Sri Wahyuni
The Jakarta Post
Yogyakarta | Wed, June 24 2015
A mother of three oddly introduces each of her family members in a chaotic Lebaran (the celebration marking the end of the Ramadhan fasting month) situation in 2002.
Her eldest son Rosyid, she said, liked to hear preaching but at the same time frequently enjoyed blue films secretly in his room. He also hated the defunct Indonesian Communist Party (PKI) and always wanted to go to Afghanistan.
Her daughter Rosnah, who had just come from Hong Kong where she was a migrant worker, had changed her appearance and wanted to go to Jakarta to become an artist.
Her youngest son Mohammad Husen, unfortunately, was mentally disturbed. Meanwhile, her husband did nothing but shoot birds using his rifle.
‘At Lebaran this time, my family is chaotic. Maybe it has been chaotic for a long time, but I did not realize it,’ the mother said.
Here and there, as the mother stands in the front telling the story of her family while her children and husband sit behind her around a big table that has a big piece of meat on it, noisy sounds blared, often blending with her voice.
‘Mom, a cat is eating the meat,’ her sexily dressed daughter Rosnah told her mother, commanding the attention of other people on the stage. They suddenly act like dogs competing for the meat.
That was a scene from the newest production of the Garasi Theater/Garasi Performance Institute.
Entitled Yang Fana adalah Waktu. Kita Abadi (Time is Transient. We are Eternal), the play premiered on Tuesday and Wednesday evening at the Gadjah Mada University’s Koesnadi Hardjasoemantri Cultural Center (PKKH), Yogyakarta.
The performance director, Yudi Ahmad Tajudin, said that the production departed from the reading and reflection of order and disorder, a further exploration and development of previous collective art projects the institute started in 2008.
‘This is part of a trilogy that comprises Je.ja.l.an [The Streets, 2008] and Tubuh Ketiga [Third Body, 2010],’ Yudi told The Jakarta Post prior to the rehearsal on Monday.
He said the works were an attempt to investigate how the explosion of voices and narratives (ideology, religion and identity) in post-1998 Indonesia has created and unveiled tension and violence both new and latent.
‘This is a more reflective journey to the inner world, the interior of the theme,’ said Yudi, adding that the piece wanted to depict and perform how the post-1998 situation in Indonesia affected the new situation and formation of subjects.
Before arriving at the complete presentation, Yudi said, it was initially a short performance of 30 minutes duration entitled Sehabis Suara (After the Voices).
It was staged in March 2014 at Erasmus Huis, Jakarta, and received a warm welcome from the audience.
‘The public reception has become an important encouragement for us to develop After the Voices into a deeper, fuller performance. So, here we are, with Time is Transient. We are Eternal,‘ Yudi said.
The title itself, according to Yudi, was borrowed from the title of noted poet Sapardi Djoko Damono’s 1978 poem.

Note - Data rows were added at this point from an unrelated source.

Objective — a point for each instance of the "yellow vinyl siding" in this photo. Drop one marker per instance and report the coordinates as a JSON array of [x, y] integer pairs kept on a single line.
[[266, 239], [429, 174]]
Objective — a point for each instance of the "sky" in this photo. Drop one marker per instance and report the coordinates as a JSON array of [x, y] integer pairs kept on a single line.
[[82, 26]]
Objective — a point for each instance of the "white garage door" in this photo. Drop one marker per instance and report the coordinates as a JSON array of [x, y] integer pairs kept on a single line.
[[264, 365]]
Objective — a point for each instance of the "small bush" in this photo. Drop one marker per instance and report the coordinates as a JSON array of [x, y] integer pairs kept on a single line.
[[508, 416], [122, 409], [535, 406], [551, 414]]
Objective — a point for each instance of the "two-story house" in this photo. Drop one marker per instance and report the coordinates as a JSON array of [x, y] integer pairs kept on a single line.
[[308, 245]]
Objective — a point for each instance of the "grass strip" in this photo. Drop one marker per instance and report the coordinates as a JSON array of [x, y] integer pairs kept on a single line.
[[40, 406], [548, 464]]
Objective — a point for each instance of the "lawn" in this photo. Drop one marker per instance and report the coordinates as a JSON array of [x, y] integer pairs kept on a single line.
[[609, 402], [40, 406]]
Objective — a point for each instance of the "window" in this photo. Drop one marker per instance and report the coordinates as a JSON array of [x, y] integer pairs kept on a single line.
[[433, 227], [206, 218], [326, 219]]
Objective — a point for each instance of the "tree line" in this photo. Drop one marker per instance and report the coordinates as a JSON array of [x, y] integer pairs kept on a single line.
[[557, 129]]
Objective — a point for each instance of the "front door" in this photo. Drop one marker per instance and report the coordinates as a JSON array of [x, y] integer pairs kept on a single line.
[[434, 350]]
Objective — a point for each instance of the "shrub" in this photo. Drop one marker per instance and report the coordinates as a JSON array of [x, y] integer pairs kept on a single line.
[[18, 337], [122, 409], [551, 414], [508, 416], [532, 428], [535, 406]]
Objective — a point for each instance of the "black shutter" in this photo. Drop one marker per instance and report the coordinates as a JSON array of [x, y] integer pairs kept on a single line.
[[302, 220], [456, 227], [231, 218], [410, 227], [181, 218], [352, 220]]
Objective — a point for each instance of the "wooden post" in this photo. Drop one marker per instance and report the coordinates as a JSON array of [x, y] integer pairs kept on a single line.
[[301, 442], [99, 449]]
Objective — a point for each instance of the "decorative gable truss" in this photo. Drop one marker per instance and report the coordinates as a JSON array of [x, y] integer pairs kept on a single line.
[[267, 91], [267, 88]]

He said the title of the poem well reflected what the performance really was. It reflected an irony. It reflected the many repetitions, the many unfinished issues, that showed that people never really changed. They were ‘eternal’.
‘I really like the irony reflected in it [the title of Sapardi’s poem],’ Yudi said.
Throughout the performance, violence related to the country’s latent issues of communism, terrorism and stigmatism is indeed pictured in several scenes.
Yudi said he used a juxtaposition approach in presenting the play. As such, apart from the story of the chaotic family, the play comprises collages of personal texts, contemplations and social observations as well as of forms.
He also called the play as a collective work of everyone involved in the play, including the performers, as some of them ‘ such as Gunawan Maryanto ‘ wrote lines while others contributed movements for the play.
Apart from the text they created, text from other sources was also used in the play. They include snippets from Samuel Becket’s Embers, William Shakespeare’s Macbeth and Howard Barker’s Objects.
For audience member Agam Satya Muhammad, the play was absurd in terms of the form used but it successfully pictured what happened in the aftermath of the 1998 reform movement in Indonesia.
Another audience member, Aziz Reza Kandista, expressed the same, saying the play pictured phenomena that one could find in the society.
‘For me, the play makes me realize that it [the phenomenon] is something we have to live with in the real world,’ Aziz said.